Антрацитовый паровоз, почти сливающийся со стеной елей за ним, ответил хриплым гудком.
Кроме фонаря над станцией, не было видно ни живого огонька, только качающиеся заснеженные деревья на фоне сероватого неба да в щели между ними уводящие в обе стороны рельсы.
Заслоняясь от липнущего к лицу снега, близоруко щурясь, прочитал Айзенвальд название полустанка: "Доколька".
Светя фонарями, пробежались вдоль вагонов озабоченные проводники:
– Поезд дальше не идет… Можно в станцию пройти, обогреться…
– Сколько до Вильни?
Проводник развел руками. Похоже, застряли надолго.
Вместе с немногими пассажирами генерал прошел в тесный станционный домик. Сразу запахло мокрой шерстью от шуб, водкой, перегоревшими дровами.
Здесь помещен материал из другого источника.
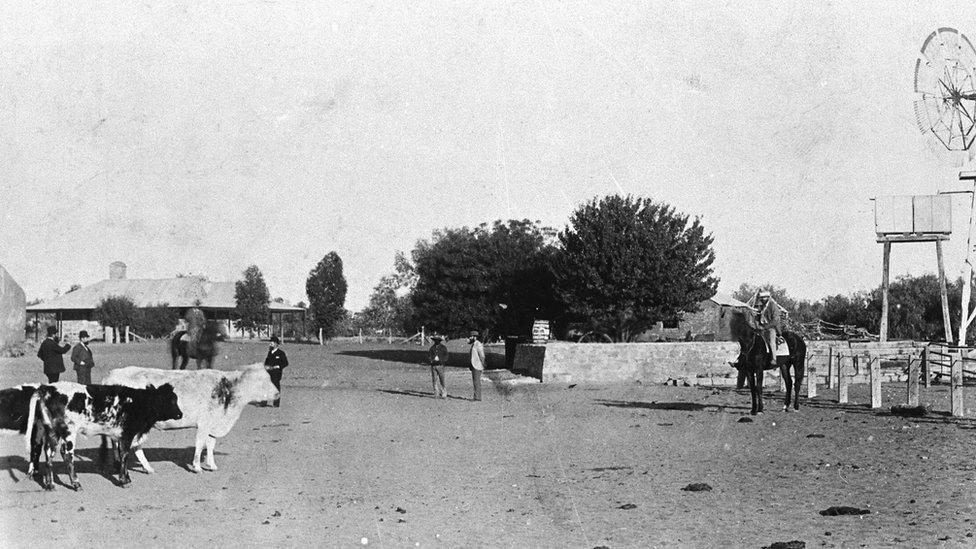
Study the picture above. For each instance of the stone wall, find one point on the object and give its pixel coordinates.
(13, 310)
(695, 363)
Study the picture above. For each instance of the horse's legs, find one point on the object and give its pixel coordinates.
(799, 368)
(784, 370)
(759, 387)
(751, 379)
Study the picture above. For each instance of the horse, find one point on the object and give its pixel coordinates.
(204, 350)
(754, 359)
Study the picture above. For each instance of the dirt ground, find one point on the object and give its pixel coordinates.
(361, 454)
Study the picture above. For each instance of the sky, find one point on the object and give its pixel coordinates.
(203, 137)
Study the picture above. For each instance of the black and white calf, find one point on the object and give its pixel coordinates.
(15, 405)
(124, 414)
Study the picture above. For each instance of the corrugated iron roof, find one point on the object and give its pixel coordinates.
(727, 300)
(146, 292)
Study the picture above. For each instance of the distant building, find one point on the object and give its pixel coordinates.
(710, 323)
(74, 311)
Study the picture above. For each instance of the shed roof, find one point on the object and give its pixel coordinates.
(146, 292)
(726, 300)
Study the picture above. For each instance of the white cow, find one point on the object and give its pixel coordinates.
(211, 401)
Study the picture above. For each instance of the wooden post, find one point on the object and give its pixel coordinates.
(956, 388)
(875, 368)
(842, 381)
(913, 368)
(831, 367)
(883, 336)
(946, 323)
(811, 383)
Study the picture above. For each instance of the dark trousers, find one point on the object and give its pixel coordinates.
(476, 379)
(84, 375)
(437, 378)
(275, 374)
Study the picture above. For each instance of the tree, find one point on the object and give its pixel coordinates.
(626, 263)
(390, 307)
(326, 289)
(495, 279)
(252, 298)
(116, 311)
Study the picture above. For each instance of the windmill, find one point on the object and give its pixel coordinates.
(945, 83)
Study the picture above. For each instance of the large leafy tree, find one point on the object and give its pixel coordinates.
(390, 306)
(326, 289)
(252, 297)
(626, 263)
(492, 278)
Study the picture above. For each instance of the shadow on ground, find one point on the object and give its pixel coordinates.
(421, 356)
(675, 406)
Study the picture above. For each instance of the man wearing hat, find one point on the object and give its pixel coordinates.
(438, 358)
(768, 318)
(477, 362)
(274, 363)
(50, 352)
(82, 358)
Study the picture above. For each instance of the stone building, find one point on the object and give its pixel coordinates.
(13, 316)
(74, 311)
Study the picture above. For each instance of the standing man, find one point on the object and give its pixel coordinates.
(274, 363)
(438, 358)
(82, 358)
(768, 319)
(477, 362)
(50, 352)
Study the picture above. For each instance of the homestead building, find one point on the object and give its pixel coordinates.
(710, 323)
(74, 311)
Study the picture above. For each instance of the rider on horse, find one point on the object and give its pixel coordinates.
(767, 315)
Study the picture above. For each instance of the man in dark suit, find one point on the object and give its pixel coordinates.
(82, 358)
(50, 352)
(274, 363)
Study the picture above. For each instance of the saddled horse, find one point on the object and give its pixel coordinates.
(204, 349)
(754, 360)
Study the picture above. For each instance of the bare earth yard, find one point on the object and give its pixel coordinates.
(359, 453)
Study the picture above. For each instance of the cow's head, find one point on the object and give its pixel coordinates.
(256, 384)
(166, 404)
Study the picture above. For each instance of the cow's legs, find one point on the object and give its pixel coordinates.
(68, 453)
(125, 445)
(211, 442)
(140, 455)
(200, 442)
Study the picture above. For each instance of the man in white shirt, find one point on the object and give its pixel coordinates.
(477, 362)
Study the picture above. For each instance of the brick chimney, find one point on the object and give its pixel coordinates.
(116, 270)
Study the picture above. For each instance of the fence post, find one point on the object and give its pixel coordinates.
(875, 369)
(811, 383)
(955, 373)
(842, 380)
(926, 368)
(830, 367)
(913, 368)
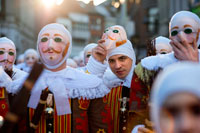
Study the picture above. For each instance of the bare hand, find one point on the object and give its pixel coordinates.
(144, 130)
(100, 52)
(185, 51)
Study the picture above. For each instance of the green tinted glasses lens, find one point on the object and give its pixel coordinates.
(88, 55)
(58, 39)
(115, 31)
(44, 39)
(105, 30)
(188, 31)
(1, 52)
(11, 53)
(174, 33)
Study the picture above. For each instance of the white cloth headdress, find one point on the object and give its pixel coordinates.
(179, 77)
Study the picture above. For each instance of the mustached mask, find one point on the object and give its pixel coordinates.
(114, 36)
(162, 45)
(31, 56)
(7, 53)
(185, 24)
(54, 45)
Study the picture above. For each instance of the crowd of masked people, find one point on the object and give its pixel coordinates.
(103, 90)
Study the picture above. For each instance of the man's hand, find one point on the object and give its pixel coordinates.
(100, 52)
(184, 50)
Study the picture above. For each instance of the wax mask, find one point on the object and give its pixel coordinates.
(7, 55)
(114, 36)
(162, 45)
(88, 52)
(186, 25)
(53, 46)
(30, 59)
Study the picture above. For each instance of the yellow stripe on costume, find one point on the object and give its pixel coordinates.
(113, 102)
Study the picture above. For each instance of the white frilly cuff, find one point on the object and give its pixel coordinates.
(95, 67)
(5, 80)
(158, 61)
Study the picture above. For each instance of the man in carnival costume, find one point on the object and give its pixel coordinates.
(9, 75)
(128, 93)
(175, 99)
(184, 28)
(68, 89)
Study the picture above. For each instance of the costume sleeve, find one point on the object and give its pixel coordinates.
(99, 116)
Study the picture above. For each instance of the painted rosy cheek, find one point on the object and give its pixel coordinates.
(104, 36)
(11, 58)
(1, 57)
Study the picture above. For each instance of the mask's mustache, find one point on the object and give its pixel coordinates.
(49, 49)
(5, 61)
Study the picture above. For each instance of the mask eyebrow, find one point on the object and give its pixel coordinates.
(57, 35)
(46, 34)
(187, 25)
(176, 27)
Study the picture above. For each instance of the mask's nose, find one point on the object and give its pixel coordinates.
(50, 44)
(5, 56)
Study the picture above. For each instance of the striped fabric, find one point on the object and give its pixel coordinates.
(61, 124)
(113, 101)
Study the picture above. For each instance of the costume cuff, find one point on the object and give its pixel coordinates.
(95, 67)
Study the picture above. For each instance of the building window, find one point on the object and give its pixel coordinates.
(2, 8)
(153, 20)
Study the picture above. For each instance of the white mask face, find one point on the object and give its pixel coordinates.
(114, 36)
(7, 55)
(53, 46)
(30, 59)
(184, 27)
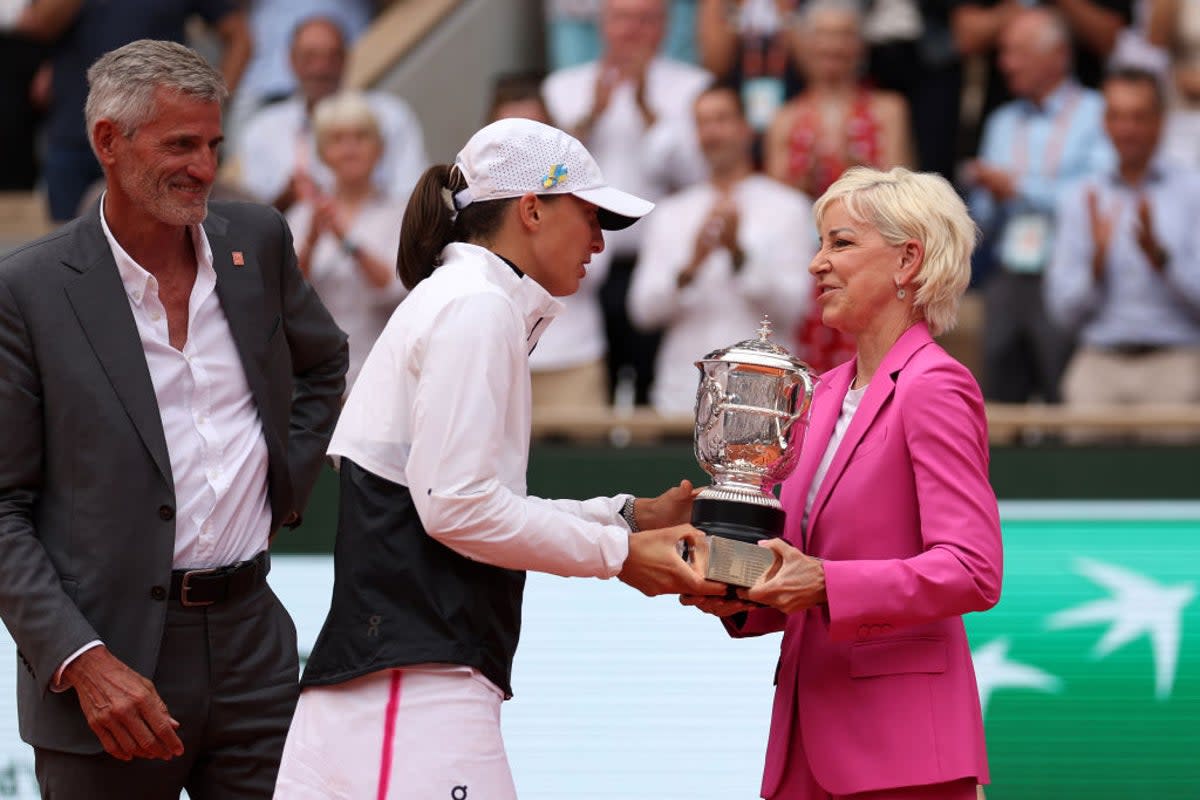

Зевающая во весь рот служанка разносила озлобленным, усталым, недовольным пришлецам колониальный чай и пироги с рыжиками и сушеной черникой. Айзенвальд поискал глазами свою спутницу: ее нигде не было. Он пошел к начальнику станции. Тот – небритый, с красными, точно у кролика – от дыма и недосыпа – глазами, сидел в своей клетушке с перегороженной доской дверью, словно загородившись от настойчивых вопросов, и растерянно разводил руками.
– А что я могу сделать? – на жуткой смеси шеневальдского, низовского и местного отбивался он. – Зима, господа… Конечно, рабочих пришлют. С утра пошлю по них. Метель, господа.
Оказалось, заносы. По вагонную крышу. Это вам не теплые слякотные зимы приморья. Раскапывать день, два… генерал спешил. Не к кому-то, не во исполнение приказа – на могилу Северины. В отличие от других, менее настойчивых пассажиров, он сумел договориться. У начальника нашлись розвальни, резвая каурая лошадка, разумный кучер. Кучер советовал не выезжать до света, но радужная банкнота притопила весь его разум. Тем более что, пока они спорили, метель улеглась, приморозило, и полная луна светила так ясно, словно наступило утро.